And so - after the jump, the four designers whose style I actually and practically love. In the most irrelevant and consumeristic of ways. Hell yes!

I’ve always been more attracted to the darker, edgier, and less “feminine” (in the sense of like, florals and ruffles and anything marginally cutesy, not in the makeup-and-heels way, around which my existence basically revolves) collections; I probably dress like a tough bitch to overcompensate for the fact that I’m actually at heart this uber-shy people-pleasing sweetheart of an anxious little mouse.  (Okay, with a big mouth.)  Black/grey/white and muted earth tones are the only colours I can pull off thanks to my skin and hair — so what’s a girl to do when I’m bored to tears of the things I’ve coveted for the past two years and peed myself with excitement when they started coming back in vogue a few years ago?

Depressing truth is, for the most part, I (sort of unintentionally, I swear, I’m not that cliche, am I?) that I dress more blatantly Balmain than anything else, and probably have for at least the past five years.  Days, in general, consist of skinny jeans or uber-short-shorts, ratty shirts, and leather jackets or blazers, and either serious clunky boots or heels, and nights consist entirely of strong-shouldered bodycon black impossibly short dresses with shredded tights and again, boots or heels.  That safety-pinned American flag denim jacket from this season? Yes, a thousand times yes.  Dressing like this has looked cool for about fifty years now, and I am more than okay with continuing that.  Is tight black jeans or cutoffs, a white tee, a leather jacket, pumps/ankle boots, and Ray Bans (the practical version of all Balmain, basically) ever NOT going to work? That’s what I thought.

Burberry.  I hate myself for this one, because for some reason the whole khaki-plaid British prepster thing also seems at odds with my entire existence. But there are a few things I am unable to argue with: leather, good jackets, military details, shabby-girly dresses in earth tones paired with boots and said leather or military jackets, waist-belting, skinny jeans, killer heels, a good coat, a good scarf, things that are both excessively girly and excessively tough at the same time. Also, I wear Burberry Brit when I’m not wearing Dior Addict or one of Serge Lutens various I-don’t-know-what-this-is-but-I-sure-do-like-cinnamon-and-sandalwood perfumes. So. I CAN’T HELP IT, CHRISTOPHER BAILEY. I LOVE YOU. 

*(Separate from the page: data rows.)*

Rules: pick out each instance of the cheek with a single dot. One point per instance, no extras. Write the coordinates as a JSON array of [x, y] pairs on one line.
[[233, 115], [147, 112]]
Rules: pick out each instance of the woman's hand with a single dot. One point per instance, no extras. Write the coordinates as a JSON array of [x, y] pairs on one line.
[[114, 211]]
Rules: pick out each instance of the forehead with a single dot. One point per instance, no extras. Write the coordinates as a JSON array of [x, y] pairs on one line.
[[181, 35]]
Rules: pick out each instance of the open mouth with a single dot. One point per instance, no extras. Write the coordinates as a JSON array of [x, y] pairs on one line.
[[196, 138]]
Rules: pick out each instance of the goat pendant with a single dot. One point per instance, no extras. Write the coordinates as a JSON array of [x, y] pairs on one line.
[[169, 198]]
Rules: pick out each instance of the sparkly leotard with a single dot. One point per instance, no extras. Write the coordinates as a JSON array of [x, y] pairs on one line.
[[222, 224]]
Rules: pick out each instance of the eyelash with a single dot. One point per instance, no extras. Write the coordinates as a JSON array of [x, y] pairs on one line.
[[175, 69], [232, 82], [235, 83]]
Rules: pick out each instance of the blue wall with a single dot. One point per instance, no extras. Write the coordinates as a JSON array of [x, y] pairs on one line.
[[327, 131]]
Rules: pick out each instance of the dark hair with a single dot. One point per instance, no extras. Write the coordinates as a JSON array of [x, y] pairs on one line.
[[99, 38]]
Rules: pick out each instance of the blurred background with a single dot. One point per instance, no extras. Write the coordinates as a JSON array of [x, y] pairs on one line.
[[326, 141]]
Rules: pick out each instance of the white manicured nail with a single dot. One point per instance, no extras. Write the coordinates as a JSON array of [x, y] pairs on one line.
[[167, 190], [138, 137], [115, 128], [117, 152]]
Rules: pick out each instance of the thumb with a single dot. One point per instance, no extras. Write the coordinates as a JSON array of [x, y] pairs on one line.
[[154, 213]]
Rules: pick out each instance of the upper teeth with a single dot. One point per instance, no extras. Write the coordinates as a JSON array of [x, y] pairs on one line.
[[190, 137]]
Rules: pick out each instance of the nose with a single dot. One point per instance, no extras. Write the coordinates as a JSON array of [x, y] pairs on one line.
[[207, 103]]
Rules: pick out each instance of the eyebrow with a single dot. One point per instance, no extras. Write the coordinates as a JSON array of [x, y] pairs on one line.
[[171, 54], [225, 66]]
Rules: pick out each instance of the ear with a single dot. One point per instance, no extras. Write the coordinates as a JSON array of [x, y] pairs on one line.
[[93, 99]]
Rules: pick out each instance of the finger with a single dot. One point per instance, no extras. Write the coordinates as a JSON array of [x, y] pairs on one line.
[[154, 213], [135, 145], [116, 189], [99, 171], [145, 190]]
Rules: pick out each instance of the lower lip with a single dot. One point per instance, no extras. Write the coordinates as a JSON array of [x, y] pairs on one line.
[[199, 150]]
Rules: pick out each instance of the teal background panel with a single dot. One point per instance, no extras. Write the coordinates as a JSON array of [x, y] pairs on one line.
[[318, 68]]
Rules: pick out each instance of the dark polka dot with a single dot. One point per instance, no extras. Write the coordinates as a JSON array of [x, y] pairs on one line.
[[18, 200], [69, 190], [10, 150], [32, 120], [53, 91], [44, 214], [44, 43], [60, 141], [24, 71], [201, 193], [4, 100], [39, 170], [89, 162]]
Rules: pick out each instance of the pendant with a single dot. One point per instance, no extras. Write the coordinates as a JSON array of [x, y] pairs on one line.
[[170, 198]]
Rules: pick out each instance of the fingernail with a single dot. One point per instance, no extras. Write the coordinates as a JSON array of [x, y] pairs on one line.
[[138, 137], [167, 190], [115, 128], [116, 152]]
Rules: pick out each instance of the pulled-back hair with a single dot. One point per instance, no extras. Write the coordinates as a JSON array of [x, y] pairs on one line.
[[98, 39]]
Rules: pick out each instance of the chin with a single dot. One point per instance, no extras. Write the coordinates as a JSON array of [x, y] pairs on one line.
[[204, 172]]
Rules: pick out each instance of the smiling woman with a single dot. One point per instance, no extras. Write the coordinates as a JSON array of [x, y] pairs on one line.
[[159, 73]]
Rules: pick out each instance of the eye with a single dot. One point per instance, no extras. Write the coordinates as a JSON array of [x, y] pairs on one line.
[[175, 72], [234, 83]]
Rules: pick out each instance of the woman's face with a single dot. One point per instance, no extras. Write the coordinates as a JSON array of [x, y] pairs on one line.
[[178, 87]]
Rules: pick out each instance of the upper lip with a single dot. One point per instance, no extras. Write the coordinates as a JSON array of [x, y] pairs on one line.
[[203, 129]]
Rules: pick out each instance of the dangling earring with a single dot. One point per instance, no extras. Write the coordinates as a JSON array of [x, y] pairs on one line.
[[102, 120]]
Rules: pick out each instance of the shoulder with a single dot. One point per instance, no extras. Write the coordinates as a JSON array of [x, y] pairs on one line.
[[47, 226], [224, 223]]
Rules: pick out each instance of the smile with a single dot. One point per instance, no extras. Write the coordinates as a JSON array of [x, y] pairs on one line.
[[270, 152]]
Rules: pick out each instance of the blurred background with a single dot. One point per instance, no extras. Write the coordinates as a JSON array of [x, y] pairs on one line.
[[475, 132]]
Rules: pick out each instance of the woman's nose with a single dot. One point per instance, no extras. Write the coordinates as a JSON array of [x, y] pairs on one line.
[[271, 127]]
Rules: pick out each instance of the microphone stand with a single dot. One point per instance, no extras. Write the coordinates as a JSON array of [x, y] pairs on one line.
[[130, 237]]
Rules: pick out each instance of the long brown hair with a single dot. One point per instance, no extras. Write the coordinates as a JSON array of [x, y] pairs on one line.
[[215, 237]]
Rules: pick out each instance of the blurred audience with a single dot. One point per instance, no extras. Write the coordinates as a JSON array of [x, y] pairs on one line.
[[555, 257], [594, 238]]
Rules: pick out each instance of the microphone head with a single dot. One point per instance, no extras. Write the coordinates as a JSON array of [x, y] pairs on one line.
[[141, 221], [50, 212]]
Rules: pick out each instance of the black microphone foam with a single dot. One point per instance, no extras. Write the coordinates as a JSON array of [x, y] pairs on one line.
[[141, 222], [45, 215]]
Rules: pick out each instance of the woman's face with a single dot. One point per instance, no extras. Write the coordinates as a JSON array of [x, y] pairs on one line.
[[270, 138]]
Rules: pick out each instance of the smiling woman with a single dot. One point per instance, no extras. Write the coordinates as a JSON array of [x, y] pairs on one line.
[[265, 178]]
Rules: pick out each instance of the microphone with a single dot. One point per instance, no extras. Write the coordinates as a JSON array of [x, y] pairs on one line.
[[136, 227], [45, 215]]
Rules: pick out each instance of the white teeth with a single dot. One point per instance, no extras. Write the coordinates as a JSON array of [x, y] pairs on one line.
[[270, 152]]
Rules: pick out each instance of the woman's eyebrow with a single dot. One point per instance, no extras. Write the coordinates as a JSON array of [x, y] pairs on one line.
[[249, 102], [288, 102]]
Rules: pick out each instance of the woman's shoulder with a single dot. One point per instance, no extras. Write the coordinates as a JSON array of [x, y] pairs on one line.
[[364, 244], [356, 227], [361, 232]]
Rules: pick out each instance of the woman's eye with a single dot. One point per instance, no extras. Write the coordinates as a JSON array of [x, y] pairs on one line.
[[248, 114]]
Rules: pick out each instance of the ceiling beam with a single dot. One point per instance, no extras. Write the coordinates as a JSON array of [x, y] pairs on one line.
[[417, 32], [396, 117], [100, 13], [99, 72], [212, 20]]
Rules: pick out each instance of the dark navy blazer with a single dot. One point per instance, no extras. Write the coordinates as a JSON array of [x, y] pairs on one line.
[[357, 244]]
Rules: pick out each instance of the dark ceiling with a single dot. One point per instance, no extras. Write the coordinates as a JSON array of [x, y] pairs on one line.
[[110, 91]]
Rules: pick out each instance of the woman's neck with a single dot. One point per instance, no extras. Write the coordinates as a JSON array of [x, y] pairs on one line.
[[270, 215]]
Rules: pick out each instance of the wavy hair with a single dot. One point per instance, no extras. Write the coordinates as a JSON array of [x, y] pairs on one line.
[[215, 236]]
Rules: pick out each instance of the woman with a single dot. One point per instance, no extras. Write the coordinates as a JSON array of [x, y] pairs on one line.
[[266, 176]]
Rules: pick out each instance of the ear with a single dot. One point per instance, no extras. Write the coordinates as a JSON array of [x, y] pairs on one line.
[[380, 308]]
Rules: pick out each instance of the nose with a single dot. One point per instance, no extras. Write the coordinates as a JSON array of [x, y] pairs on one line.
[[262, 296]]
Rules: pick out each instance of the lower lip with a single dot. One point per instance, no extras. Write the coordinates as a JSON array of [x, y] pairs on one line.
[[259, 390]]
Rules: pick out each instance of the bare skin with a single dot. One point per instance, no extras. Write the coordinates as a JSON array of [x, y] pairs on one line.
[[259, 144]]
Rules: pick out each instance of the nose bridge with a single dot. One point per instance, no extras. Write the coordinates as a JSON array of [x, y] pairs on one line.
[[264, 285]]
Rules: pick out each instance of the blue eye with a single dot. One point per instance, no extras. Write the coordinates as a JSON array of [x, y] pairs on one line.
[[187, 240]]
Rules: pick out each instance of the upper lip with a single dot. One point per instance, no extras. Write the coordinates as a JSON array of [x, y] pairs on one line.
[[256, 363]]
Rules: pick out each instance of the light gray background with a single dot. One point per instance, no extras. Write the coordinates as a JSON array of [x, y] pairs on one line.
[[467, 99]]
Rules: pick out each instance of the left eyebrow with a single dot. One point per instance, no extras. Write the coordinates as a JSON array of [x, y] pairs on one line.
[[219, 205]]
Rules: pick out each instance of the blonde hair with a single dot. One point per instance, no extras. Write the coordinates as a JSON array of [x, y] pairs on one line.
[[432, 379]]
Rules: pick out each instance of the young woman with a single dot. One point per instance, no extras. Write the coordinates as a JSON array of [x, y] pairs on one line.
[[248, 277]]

But kids, I’m in my mid-twenties. I’m an old lady.  I may still have a babyface and (hips aside) an unreasonably prepubescent 32-25-35 figure, but these things have lost their appropriateness for daily life and are resigned to days off and Friday nights, when everyone probably thinks I’m 18 anyhow.   WHAT DO I DO?!?!

Peter Copping’s new vision of Nina Ricci has sort of been a sleeper favourite of mine for the past few seasons, in strange ways — while most of that pink frilly nonsense makes me squirm with discomfort, the Victoriana-30’s-50’s glam, hourglass silhouettes, and the neutral palettes heavy on the black, grey, and muted tones appeal to me in the strangest of ways, and I love the just-slightly-off not-quite-done-right slightly-disheveled girlishness.  How great would those neutral little dresses, tailored skirts, and sheer ruffled blouses look toughed up with shredded tights and a pair of my sky-high wedge boots, or toned down with a beat-up moto jacket? These pieces paired with that Yohji-style makeup — pale bare face and deep almost-black lips — am I wrong about this? 

Helmut Lang, about which I have no other comments than it has looked good for fifteen goddamned years and I can actually afford some of this and it’s all gorgeous and this is my enthusiastic response to that awful “if you could wear only one designer for the rest of your life” question. There is nothing else to say.